Patience and understanding is also key.  You have an office full of people who are raring to go and do good work, and there are going to be mistakes and bumps along the way. You have to realize that that is part of moving forward, it’s part of developing your team.  You use that as a learning tool so your team can grow and not repeat a similar mistake again.       

What is your advice to someone who is moving up the ranks in the field and wants to pursue a management/executive career? 

First and foremost, get the foundation of experience, from entry level through middle management experience.  Get as much experience as you possibly can.  If you are in a position where you feel like you are getting stuck in one place or stagnating, speak up. Make it be known that you want to go and do more of that or try more of this.  In our company and previous companies I’ve been at, you truly are able to drive your own career.  So if you have the ambition to do something, and you’re not getting the opportunity, by all means speak up.  The experience, especially at Manhattan, of building buildings and going through that cycle, and doing more and more each time, gives you that foundation.  Each project provides you a little more understanding of the building process. Once you become a good builder you get to apply that experience and transition those skills into leadership.   

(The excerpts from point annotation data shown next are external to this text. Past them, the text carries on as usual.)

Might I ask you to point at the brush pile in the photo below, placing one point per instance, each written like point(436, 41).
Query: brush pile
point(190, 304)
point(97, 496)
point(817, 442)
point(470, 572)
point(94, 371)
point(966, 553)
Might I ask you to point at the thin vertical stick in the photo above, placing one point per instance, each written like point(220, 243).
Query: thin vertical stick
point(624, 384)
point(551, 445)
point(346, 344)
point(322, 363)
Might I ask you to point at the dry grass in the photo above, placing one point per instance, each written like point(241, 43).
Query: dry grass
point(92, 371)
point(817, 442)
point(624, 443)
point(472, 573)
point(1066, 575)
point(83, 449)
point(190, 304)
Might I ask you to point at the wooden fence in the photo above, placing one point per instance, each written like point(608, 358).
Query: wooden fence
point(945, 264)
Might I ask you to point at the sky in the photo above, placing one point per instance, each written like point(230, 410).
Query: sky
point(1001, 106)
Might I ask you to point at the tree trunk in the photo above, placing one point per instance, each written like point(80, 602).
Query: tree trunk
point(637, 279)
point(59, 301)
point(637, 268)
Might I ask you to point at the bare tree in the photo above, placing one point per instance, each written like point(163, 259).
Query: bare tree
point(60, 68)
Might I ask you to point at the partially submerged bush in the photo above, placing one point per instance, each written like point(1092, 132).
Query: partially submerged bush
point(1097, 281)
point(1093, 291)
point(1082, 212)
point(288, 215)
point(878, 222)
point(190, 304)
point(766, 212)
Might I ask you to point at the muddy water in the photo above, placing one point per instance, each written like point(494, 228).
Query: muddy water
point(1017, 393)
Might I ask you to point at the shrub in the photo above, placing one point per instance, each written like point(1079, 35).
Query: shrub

How important is it to be exposed to all areas of the business?

It’s huge, from my perspective. Manhattan is a builder driven company.  In order to grow in our company, you need to understand all pieces of what it takes to just physically build a building. That even goes with our estimators. We make sure that when we do training for the field guys, we bring in the estimators as well. The idea is that they are all hearing the same thing as we are training people. It lays a firm foundation.  

It’s cumulative - when you understand the building then you get insight into how the project comes together. Then you understand how it contributes to the financial books, the bottom line. At the next level you make the leap from projects to region - where many projects combined, drive the financial results of a region. Once you get to my position you understand how all the regions combine into the company’s overall financial records and results.  

Part of my job was making sure that the brand new guys on the front line understand that what they do today does have an impact on the business all the way up to the owner. When everyone understands the importance of their role, and how their job affects the building, the project, the region and the company, that’s when people really engage with the whole business and feel some ownership for the overall results.  

In your opinion, how important is networking?

It’s vital to your career success.  I had a professor in college who told us “It’s not who you know, it’s who knows you, and who knows how well you know what you know”. Once you get out in the working world you start to understand what that means.  

In our business, we have a lot of contracts we sign, a lot of bids to consider and bids to make, and behind each of those is a relationship.  That’s your network. For the young folks, I would get out and meet with as many people as you can, and keep that business card.   

Networking has been the catalyst in my career. While my move to Continental was through a recruiter, when they were considering me for the position, it was my reputation among my peers in my network that clinched it.  My network and their impression of my talents, is what landed me the job with Skanska when I decided to leave Continental. And then because I had previously worked at Manhattan, my network and relationships is what brought me back to Manhattan. I can truly pinpoint network connections that have shaped every position in my career.       

What advice would you give to the next generation of professionals aspiring to become a construction leader? 

Get as much experience as you can, and be prepared to work hard for that experience. You may not have the biggest paycheck of your peers, but if you are getting that broader experience than they are, your future will ramp up faster. You have to see it as an investment.